SKOKIE, Ill.—Peter Balakian spoke Sunday, April 20 to an audience of more than 250 people at the Illinois Holocaust Museum and Education Center in Skokie, a suburb of Chicago, and a town that is still remembered for the controversial march of neo-Nazi groups there in 1979. The Museum is the second largest of its kind after the US Holocaust Museum and Memorial in Washington, DC.
Balakian lectured for the occasion of the 98th anniversary of the Armenian genocide, traditionally commemorated on April 24th. He also commenced his work with the Museum as Senior Scholar for the Armenian genocide exhibit it will mount in 2015 for the genocide’s 100th anniversary.
In his opening remarks, Museum Executive Director Rick Hirschhaut said: “Our young people – our future – must be a bridge to the future, and ensure that we realize the lessons that were set forth by us, by the Armenian genocide, the Holocaust, and all such terrible atrocities. We must speak for those whose voices were silenced and for those who survived so we may remember and pledge never to forget. Today,” Hirschhaut continued, “at this gathering, we are reminded of a history that must be recognized, and remembered, and calls to the importance of lighting the torch of truth for the world community.”
Nairee Hagopian of the ANCA then introduced Balakian and expressed her gratitude to the Museum for initiating such an important and timely project.
Balakian thanked Hirschhaut and the Illinois Holocaust Museum for their leadership in partnering with the ANCA to build an Armenian genocide exhibit for the 2015 anniversary, “a project,” he said, “that will serve as a model for others to come.”

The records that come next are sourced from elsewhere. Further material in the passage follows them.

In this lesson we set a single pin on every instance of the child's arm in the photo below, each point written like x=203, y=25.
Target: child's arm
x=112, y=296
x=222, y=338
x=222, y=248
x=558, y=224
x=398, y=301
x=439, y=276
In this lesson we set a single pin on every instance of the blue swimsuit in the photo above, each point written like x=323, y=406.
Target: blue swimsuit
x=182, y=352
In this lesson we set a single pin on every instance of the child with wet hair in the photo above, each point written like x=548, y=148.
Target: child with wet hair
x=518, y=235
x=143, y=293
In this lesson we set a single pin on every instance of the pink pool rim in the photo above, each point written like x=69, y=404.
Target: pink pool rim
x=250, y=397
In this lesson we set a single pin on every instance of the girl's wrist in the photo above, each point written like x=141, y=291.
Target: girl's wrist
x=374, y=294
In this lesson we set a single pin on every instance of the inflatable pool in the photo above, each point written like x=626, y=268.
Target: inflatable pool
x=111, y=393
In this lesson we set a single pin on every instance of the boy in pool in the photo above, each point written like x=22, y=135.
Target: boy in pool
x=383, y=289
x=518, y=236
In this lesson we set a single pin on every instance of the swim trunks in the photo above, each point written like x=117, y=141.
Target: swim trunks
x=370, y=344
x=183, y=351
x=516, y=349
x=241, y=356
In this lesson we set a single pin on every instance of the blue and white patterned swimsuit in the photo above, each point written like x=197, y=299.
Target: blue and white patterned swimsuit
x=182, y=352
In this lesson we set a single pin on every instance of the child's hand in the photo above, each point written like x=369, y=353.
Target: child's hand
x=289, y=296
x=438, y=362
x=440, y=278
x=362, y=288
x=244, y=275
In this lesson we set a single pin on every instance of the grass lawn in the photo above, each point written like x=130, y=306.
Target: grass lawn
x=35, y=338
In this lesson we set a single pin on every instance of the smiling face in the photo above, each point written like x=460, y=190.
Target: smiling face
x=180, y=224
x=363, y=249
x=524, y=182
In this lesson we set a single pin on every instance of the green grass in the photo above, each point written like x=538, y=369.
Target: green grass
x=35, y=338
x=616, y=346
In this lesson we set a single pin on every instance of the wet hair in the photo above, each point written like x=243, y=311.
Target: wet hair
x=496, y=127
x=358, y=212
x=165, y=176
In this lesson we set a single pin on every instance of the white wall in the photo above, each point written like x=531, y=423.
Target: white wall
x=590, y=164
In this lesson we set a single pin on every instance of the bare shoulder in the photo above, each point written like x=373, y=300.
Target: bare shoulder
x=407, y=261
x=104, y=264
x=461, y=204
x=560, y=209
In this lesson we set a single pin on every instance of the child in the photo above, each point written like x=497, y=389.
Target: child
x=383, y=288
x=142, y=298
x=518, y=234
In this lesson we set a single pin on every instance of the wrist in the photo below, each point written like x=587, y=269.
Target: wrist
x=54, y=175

Balakian also noted how crucial the ongoing support and intellectual work of the Jewish community has been, and continues to be, “from Ambassador Henry Morgenthau, Franz Werfel, and Raphael Lemkin to the work and support of so many superb scholars in our time including Elie Wiesel, Deborah Lipstadt, Robert Melson, Robert Jay Lifton, Andrew Goldberg, and many others, Jews who have made a decisive difference in clarifying our understanding of what happened to the Armenians in 1915.”
For the April 24th commemoration of the Armenian genocide, Balakian then gave a lecture, “Raphael Lemkin, Cultural Destruction, and the Armenian genocide.” He discussed Lemkin’s deep thinking about what happened to the Armenians in 1915 as a seminal case of genocide, noting how Lemkin’s intellectual commitment to what he came to call genocide was heavily influenced by his study of the Turkish mass killing of Armenians. It was Lemkin, he said, who first coined the term Armenian genocide in the 1940s, and explained the concept on a special CBS Television broadcast about the UN Genocide Convention, in February 1949. Balakian also explored how the destruction of Armenian culture (intellectuals and artists, churches, schools, libraries, forced conversions to Islam, etc.) constituted a key component of genocide.
In an extensive PowerPoint presentation, Balakian showed arresting images of magnificent, thriving Armenian churches before 1915, and those same churches, in Turkey, that are in ruins today. He concluded by observing that this kind of cultural destruction still has complex reverberations, and impacts on Armenians in Armenia, in the diaspora, and in Turkey.
A reception and book signing followed.